Benchmark Lineage

Details

Filter by Tag

Click a node or edge

Edge Types

samples from

derived from

uses method of

uses source

annotated with

raw source (non-benchmark)

About This Dashboard

What is this?

This dashboard visualizes the lineage of tabular benchmark datasets used in NLP and data management research. Each node is a dataset; edges show how datasets relate to one another — whether one was sampled from another, extends it, or shares methodology. All data and source code used to generate this dashboard are open and available in this GitHub repo: https://github.com/inwonakng/table-corpus-lineage.

Click any node to see its metadata (year, venue, paper link, tags) in the right-hand panel. Click an edge to see the relationship type and any notes. Use the tag filter to highlight subsets of the graph.

Organization philosophy

Data lives in two places:

datasets/<name>.yaml — one file per benchmark dataset, containing its metadata and any relations it introduces.
sources.yaml — raw, non-benchmark sources (corpora, annotation pools, external resources) that datasets draw from, plus any cross-cutting relations.

Keeping each dataset in its own file makes it easy to add, remove, or update a single entry without touching anything else.
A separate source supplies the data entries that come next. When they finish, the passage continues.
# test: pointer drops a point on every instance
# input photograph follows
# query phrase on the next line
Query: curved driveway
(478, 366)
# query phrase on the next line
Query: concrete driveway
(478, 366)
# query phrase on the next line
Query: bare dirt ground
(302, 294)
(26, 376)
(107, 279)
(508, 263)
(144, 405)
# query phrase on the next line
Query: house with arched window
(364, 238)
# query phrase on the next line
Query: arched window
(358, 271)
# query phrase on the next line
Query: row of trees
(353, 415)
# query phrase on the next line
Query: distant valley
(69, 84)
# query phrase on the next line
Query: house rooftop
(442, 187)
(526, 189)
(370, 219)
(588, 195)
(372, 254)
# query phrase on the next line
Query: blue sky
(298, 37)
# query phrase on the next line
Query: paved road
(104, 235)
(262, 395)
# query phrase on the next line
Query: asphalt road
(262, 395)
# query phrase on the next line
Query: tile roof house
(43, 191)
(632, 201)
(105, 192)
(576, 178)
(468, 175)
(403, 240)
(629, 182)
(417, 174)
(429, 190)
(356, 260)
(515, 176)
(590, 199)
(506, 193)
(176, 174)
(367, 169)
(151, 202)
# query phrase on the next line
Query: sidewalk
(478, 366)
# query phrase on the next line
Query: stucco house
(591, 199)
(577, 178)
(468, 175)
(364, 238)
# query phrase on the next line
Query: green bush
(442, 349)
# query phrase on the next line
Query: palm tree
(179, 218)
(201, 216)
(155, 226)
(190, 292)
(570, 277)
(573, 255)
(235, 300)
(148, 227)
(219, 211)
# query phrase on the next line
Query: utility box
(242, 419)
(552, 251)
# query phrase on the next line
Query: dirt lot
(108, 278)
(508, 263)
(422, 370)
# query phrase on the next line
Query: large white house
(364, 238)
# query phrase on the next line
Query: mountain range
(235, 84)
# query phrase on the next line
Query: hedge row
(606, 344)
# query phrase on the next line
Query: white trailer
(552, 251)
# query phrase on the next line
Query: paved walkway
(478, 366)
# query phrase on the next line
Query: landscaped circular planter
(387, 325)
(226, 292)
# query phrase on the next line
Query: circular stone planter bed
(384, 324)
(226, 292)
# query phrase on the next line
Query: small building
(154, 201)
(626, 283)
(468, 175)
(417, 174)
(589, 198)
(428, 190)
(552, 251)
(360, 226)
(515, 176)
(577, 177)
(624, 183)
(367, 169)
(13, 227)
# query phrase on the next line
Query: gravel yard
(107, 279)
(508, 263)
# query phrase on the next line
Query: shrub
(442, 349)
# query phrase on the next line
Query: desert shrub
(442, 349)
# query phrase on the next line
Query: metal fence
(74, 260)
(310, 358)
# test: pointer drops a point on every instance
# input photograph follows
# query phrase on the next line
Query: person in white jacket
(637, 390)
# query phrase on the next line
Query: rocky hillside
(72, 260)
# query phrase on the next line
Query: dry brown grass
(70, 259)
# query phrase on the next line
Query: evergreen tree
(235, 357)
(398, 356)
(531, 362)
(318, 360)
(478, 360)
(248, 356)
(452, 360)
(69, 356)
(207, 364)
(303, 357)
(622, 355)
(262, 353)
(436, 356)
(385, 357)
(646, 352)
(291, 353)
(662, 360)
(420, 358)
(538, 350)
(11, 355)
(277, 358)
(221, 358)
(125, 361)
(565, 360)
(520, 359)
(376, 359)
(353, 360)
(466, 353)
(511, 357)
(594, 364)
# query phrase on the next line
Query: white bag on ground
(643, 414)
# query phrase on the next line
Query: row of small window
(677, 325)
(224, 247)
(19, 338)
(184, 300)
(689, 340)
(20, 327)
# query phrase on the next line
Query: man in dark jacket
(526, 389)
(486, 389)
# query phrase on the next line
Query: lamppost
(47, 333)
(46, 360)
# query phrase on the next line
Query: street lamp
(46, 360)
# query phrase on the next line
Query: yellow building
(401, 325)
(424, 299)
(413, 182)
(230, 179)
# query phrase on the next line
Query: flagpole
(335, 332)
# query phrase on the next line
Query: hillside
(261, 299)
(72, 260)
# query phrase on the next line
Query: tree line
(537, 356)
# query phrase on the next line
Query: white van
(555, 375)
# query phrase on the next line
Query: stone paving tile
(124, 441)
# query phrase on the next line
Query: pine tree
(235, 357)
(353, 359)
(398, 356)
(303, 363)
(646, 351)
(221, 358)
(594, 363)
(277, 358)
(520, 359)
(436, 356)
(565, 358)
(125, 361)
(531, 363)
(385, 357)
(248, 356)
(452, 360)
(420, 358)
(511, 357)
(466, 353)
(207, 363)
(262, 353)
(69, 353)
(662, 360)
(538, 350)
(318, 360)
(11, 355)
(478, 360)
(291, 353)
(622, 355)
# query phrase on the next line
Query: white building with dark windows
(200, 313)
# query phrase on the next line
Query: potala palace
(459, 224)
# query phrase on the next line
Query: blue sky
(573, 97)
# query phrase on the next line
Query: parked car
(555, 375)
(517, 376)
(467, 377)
Relations are stored with the dataset that introduces the dependency, so provenance stays close to its source.

Edge types

samples_from — draws a subset of examples from the parent.
extends — adds labels, splits, or tasks on top of the parent.
derived_from — substantively re-processes or re-annotates the parent.
uses_method_of — borrows a collection or annotation methodology.
uses_source — pulls raw text/data from a non-benchmark source.
misc — any other meaningful relationship.

Extending locally

To add a new dataset, create datasets/my_dataset.yaml:

dataset:
  id: my_dataset
  label: "My Dataset"
  year: 2024
  venue: ACL
  url: https://...
  tags: [qa, table]
  notes: "Optional free-text notes."
relations:
  - from: parent_dataset
    to: my_dataset
    type: extends

Then regenerate the dashboard by running python generate.py (or python generate.py -o my_output.html for a custom filename). The script reads every *.yaml in datasets/ automatically — no other configuration needed.